True religious freedom not to be found in Turkey

In commenting on anti-Jewish attacks in Turkey, I noted the country’s constitution is formally secular and promises religious freedom. Nonsense. The Turks have no idea of the meaning of religious freedom and have not for centuries, even back into the Ottoman Empire.

Not only are Jews attacked but Christians are as well. “Christian” in Turkey has as broad a range as anywhere. It includes at least Eastern Orthodox (Greek, Bulgarian), Roman Catholic, Armenian, general protestant, and evangelical Christian.

Turkish authorities boast of how quickly they arrest those who have assaulted Christians or attacked their churches. Yet none, after years of such atrocities, has been brought to trial.

At the same time, the government exercises a distinctly favorable and sympatric attitude toward Islam and treats it with special attention and privileges. It has been markedly at least resistive to any and all other religions. Turkish society and culture are characterized by Islamic customs and traditions, but it accommodates both strong and weak practice of Islam and tolerates the unobtrusive public practice of other religions. Both government and society seem to feel threatened by Greek Orthodox and Armenian churches and nervously patronize them as official minorities. In the bigger cities are some Roman Catholic and protestant churches, but usually not much attention is paid to or notice taken of them, when they draw no attention to themselves.

Radical Islam has been disfavored in the past, but it is gaining acceptance. General society has been distinctly moderate on religion and almost secular.

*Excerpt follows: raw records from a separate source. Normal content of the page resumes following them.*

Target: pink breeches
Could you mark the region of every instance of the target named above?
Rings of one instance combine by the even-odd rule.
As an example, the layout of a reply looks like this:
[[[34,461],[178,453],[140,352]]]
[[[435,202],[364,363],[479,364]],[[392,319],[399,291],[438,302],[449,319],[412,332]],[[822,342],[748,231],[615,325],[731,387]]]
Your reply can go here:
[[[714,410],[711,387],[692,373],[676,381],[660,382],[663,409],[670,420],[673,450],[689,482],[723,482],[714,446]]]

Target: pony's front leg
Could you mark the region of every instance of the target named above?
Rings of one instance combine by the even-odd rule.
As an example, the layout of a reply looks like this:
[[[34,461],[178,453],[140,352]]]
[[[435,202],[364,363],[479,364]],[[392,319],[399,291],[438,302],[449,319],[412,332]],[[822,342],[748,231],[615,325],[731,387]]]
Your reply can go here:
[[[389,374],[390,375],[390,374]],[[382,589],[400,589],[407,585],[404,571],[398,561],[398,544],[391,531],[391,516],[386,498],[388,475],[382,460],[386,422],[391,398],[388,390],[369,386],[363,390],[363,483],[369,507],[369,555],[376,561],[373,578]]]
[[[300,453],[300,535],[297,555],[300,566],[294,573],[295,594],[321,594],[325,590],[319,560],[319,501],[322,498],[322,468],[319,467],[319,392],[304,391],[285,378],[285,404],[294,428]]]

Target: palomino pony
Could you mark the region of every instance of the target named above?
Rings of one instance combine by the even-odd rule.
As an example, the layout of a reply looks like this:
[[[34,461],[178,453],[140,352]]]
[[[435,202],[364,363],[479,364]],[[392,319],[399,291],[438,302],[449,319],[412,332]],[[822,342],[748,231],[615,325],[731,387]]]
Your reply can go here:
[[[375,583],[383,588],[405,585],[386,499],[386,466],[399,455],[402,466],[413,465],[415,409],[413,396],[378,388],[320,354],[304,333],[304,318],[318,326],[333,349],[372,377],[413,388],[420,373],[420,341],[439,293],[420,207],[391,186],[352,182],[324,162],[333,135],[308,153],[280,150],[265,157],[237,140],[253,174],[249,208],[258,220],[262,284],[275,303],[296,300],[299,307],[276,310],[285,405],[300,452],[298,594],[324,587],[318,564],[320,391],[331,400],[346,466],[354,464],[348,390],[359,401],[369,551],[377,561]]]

The government is formally secular, but is currently under strong suspicion, most threateningly by the military, as growing more Islamic—if not to Islamic law, then to an official adoption of Islam for the country. The suspicion is valid and almost necessary. Many in governmental office are serious about Islam, and it is of the nature of serious Islam to force itself upon others and forcefully (if not violently) dismiss any departure from or exception to Islam.

The secularists may succeed in preventing increased Islamic institutions, the most they can be expected to achieve is maintenance of the status quo. If there is any change, it can be expected to move in the very direction the secularists fear, i.e., Islamic law, even if enacted incrementally.

However, there are oppressive restrictions (if not outright opposition) of the public practice of other religions. The constitutional provision for religious freedom satisfies the government’s conscience. However, most other religious groups are convinced religious freedom is neither actually practiced nor valued. Missionaries of other religions are not granted visas, and there is no public outcry against acts of violence against evangelical Christians. The country, both government and people, seem so accustomed to the heteronomy of Islam it has little idea of what genuine religious freedom is.

The Greek Orthodox Church was founded in Byzantium, what is now Turkey, and its international headquarters remains in Istanbul. Yet, the Turkish government will not allow the Orthodox to educate its priests within the country.

On April 18, 2007, five young Muslims broke into a Bible publishing office in Malatya in eastern Turkey. When the three Christians there refused to pray the Islamic prayer of conversion, the Muslims slit their throats.

When in the coastal city of Antalya, I attended a lecture titled. “Turkish Politics, Past and Present” by a professor of international relations at Mediterranean University. The idea that most impresses me is her conviction that Turkey is no longer a democracy. It cannot be so regarded, because all the “checks and balances are gone.” There is no separation of powers, and one party controls the entire government. The present constitution came from the military, and one can hardly expect a democratic government to be proposed by the military.

The country has suffered over 20 constitutions and many amendments since the initial form in 1925. So, when the constitution offers religious freedom, it has no meaning because this section can be removed as easily as others have been.

When my Turkish friends assure me the country offers religious freedom, I believe them, i.e., I believe they believe this because since grade school they have been taught they do. But the Turks haven’t the slightest idea of what religious freedom is.